First, how long did it take–from conception to “Send”–did it take to get your last press release out?
Second, how long did it take for a major situation to go from unknown to all over the news? (For an example, think of the Chris Christie bridge scandal or the Elk River, WV chemical spill.)
If those two timeframes are close to each other. Even within a few hours, that’s not bad. I’m guessing, though, that for most of us, there is quite a difference.
And that difference is of critical importance, as demonstrated by a survey by the American Red Cross from a few years back:
This chart is examining how long the public expects for help to arrive (that’s you, responding government agency), after a call for help has been posted online. Unfortunately, folks still haven’t taken this reality (and I imagine it’s only gotten worse since this was published in 2011) seriously:
Most 140-character tweets issued by the department are planned weeks in advance; edited by dozens of public servants; reviewed and revised by the minister’s staff; and sanitized through a 12-step protocol, the documents indicate.
That quote is taken from this National Post article on how Industry Canada doesn’t quite get social media.

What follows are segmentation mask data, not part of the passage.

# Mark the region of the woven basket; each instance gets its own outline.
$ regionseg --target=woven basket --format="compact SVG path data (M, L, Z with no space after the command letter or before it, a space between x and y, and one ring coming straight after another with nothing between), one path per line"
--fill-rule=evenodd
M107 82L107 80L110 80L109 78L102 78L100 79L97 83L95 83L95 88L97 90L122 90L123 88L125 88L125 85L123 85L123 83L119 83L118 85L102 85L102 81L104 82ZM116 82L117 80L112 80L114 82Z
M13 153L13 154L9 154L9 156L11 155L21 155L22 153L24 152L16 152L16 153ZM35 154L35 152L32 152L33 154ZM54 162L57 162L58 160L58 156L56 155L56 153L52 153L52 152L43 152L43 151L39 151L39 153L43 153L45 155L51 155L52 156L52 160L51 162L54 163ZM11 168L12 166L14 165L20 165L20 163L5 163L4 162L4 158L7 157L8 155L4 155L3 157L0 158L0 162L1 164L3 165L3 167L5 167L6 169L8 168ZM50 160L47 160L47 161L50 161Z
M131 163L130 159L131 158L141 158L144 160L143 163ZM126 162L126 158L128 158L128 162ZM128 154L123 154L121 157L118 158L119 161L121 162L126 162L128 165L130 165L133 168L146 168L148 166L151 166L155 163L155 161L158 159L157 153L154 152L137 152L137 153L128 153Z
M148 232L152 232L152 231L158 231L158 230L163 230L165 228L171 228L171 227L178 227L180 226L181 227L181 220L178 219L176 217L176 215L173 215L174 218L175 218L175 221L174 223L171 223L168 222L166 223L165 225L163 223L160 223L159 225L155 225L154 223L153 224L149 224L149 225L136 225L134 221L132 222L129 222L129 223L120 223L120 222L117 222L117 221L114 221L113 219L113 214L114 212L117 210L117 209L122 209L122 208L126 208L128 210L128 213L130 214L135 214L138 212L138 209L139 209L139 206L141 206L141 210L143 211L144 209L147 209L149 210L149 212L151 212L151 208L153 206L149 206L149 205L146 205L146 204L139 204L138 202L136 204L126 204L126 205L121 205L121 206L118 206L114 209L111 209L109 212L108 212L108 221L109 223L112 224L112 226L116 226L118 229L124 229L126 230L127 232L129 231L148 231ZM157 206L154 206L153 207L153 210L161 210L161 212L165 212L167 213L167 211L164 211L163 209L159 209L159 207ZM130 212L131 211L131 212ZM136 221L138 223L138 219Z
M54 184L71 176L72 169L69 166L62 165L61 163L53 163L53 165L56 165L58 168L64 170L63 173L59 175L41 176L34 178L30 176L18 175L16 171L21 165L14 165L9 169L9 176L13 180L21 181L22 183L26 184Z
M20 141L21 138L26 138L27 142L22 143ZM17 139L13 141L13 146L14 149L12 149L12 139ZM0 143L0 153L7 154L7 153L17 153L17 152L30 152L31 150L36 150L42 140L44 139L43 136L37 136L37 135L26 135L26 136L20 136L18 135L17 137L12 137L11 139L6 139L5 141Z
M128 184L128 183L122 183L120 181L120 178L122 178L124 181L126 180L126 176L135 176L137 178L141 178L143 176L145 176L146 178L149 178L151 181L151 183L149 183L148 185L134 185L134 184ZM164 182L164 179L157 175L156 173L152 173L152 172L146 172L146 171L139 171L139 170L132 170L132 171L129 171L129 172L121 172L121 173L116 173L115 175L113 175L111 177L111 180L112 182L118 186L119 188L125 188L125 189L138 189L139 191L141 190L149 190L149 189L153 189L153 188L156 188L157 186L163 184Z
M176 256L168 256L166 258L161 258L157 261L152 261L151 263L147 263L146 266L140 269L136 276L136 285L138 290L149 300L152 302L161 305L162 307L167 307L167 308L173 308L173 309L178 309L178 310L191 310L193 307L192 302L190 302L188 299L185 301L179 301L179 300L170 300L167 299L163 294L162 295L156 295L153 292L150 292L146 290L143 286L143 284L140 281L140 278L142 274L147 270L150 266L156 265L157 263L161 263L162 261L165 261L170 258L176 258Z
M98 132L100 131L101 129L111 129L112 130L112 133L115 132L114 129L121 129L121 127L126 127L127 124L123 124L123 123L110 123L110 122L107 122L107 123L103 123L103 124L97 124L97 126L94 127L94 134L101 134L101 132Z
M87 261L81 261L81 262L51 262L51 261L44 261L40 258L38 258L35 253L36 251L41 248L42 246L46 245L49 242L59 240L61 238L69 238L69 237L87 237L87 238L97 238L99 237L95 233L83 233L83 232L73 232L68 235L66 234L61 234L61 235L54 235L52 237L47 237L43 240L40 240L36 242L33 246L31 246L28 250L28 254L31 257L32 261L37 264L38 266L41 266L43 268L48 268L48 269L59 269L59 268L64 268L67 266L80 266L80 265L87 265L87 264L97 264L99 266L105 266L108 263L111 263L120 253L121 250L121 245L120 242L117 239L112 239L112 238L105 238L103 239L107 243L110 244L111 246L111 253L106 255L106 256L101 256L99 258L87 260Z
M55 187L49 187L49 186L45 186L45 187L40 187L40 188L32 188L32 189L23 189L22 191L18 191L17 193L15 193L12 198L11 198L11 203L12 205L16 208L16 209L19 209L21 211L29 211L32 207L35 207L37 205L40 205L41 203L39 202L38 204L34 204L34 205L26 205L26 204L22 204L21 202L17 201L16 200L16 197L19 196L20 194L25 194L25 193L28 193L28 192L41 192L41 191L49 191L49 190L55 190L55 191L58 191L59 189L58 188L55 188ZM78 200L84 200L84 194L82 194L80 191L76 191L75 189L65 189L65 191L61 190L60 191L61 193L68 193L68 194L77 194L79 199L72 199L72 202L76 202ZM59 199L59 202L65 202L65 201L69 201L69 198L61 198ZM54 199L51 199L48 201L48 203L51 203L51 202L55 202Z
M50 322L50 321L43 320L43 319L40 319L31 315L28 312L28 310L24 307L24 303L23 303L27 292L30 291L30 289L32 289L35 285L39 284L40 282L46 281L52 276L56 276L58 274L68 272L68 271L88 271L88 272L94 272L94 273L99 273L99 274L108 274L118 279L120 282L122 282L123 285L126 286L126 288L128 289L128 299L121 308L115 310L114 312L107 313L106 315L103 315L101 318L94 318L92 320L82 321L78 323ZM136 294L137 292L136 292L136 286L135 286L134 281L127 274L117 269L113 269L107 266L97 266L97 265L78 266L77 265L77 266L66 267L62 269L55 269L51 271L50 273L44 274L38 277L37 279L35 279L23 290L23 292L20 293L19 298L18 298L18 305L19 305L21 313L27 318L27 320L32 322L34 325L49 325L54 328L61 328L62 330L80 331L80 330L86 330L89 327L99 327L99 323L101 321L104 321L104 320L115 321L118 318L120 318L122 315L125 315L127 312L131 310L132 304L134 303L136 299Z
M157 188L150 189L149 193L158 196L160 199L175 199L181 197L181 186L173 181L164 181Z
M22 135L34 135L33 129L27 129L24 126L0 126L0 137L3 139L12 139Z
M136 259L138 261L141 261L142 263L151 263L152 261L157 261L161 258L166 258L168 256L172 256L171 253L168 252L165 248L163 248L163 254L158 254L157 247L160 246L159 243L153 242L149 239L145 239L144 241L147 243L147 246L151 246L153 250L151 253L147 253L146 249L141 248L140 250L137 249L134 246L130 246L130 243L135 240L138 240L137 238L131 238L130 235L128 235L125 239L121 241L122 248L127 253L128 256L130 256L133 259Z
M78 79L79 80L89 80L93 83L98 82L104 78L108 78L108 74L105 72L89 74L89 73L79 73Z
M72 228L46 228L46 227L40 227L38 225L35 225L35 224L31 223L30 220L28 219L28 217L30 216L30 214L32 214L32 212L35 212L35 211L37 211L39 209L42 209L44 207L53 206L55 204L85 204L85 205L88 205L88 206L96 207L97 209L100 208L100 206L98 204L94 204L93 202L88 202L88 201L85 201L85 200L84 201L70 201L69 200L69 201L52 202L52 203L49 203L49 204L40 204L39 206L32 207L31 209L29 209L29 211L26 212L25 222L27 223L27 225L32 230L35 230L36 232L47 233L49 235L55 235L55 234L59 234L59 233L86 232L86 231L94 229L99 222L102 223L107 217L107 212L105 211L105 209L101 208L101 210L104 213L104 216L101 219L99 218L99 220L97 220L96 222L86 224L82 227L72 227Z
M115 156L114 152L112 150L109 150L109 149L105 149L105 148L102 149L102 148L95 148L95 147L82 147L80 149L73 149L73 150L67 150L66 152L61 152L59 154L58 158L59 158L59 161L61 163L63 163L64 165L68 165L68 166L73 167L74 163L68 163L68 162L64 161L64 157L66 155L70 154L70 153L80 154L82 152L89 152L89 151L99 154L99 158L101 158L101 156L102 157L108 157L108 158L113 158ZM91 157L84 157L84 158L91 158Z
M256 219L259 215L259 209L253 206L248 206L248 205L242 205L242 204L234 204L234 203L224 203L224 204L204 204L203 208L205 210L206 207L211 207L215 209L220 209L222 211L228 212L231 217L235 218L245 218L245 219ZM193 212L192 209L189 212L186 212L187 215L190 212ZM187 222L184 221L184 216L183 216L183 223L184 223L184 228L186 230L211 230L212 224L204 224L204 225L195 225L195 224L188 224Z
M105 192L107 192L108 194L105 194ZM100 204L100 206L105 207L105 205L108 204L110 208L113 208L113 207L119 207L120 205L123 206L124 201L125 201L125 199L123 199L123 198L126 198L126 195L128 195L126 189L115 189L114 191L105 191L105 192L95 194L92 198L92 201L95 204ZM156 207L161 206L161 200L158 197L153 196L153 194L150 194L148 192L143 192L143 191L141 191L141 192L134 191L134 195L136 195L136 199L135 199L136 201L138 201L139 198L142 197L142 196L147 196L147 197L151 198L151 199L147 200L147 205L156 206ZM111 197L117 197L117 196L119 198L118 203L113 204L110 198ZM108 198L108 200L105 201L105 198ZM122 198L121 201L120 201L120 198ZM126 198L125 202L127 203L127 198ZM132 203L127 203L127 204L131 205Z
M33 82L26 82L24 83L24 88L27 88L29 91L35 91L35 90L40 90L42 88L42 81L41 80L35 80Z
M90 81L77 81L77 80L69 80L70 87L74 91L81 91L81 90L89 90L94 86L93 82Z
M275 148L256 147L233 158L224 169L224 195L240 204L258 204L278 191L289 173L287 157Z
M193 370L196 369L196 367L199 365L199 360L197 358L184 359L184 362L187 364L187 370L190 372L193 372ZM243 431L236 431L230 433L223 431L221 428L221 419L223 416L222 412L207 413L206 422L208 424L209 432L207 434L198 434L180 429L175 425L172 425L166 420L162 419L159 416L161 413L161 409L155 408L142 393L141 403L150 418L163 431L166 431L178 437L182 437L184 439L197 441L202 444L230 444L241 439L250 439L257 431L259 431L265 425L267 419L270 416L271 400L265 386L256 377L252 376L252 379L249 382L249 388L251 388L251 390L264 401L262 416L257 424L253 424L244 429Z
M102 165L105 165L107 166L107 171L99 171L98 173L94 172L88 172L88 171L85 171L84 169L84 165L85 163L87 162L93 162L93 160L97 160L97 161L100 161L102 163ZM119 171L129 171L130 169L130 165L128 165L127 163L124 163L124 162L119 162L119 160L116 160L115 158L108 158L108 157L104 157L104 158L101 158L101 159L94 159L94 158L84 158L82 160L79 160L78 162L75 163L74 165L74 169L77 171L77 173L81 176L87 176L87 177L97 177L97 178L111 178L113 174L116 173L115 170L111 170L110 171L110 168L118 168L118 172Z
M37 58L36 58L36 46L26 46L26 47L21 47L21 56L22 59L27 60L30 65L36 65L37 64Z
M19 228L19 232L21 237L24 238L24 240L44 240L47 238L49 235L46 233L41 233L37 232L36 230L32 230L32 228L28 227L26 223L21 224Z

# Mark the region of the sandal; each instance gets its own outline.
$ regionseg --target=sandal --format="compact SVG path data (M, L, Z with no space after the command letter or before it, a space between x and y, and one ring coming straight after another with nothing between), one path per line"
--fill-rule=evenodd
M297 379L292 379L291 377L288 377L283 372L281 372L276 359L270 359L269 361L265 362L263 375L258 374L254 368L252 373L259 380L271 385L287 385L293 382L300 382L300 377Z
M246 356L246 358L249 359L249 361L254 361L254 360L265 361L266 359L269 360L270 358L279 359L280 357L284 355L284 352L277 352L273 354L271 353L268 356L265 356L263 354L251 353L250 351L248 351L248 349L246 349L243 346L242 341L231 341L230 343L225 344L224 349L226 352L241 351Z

An insider at Industry Canada said the “super-rigid process” is frustrating, and simply doesn’t work for Twitter.
He said he’s seen proposed light-hearted tweets killed at birth because they don’t fit the template.
“What’s our problem with being lighthearted? Why do we have to be super-serious and boring, and dry all the time?”
Hey, where have I heard that before? Oh, that’s right, I’m the one that rails against government automaton speak. The National Post asked for a comment from Industry Comment and what they got back, well, it kind of confirmed the whole deal:
“Industry Canada follows the Treasury Board Standard on Social Media Account Management, which aims to provide a strategic and coherent approach for the management of departmental social media accounts,” said the email from Michel Cimpaye of media relations.
“This Standard supports Canada’s commitment to open government and enables accuracy, greater information sharing, public dialogue and collaboration.”
My point is this: whether or not we want them to, the public has developed an expectation of how social media works. It’s an expectation that’s been set by private companies that live and breathe off of their social media interactions, by friends and family that love to chat, by a couple government agencies and actors that really get social media. We can do one of two things in response to this new normal: either quit altogether or embrace it. Because half-assing it doesn’t serve you (especially in an emergency) nor the public (who will quickly forget about you).